Ken Loach (79) wins second Palme d'Or at Cannes
British veteran director Ken Loach won his second Palme d'Or at the Cannes Film Festival when 'I, Daniel Blake', his latest social-realist drama, took the Best Picture award on Sunday.
Loach (79) is one of only nine directors to have won the top prize at Cannes twice. Loach had won in 2006 with 'The Wind That Shakes the Barley' about the Irish Civil War.
Addressing the Grand Theatre des Lumieres crowd in French, Loach said: "Thanks to the team, the writer (Paul Laverty), the producer (Rebecca O'Brien) and all the others. "Thanks also to the workers of the Cannes Festival who make this event possible."

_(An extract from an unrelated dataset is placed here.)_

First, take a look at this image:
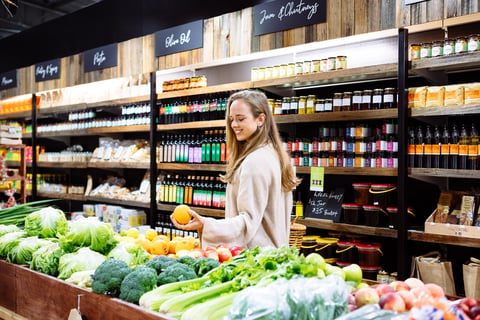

Loach remains just as passionate about social injustice as when his TV play 'Cathy Come Home' shocked viewers 50 years ago with its depiction of a slide into homelessness.
Switching to English, Loach said he found it very strange to receive an award in such opulent surroundings given the miserable living conditions of the people who inpsired his film.
"When there is despair, the people from the far right take advantage," Loach said. "We must say that another world is possible and necessary."
'I, Daniel Blake', shows how Britain's social security system conspires to drive a downtrodden carpenter and a single mother of two into poverty in Newcastle in England.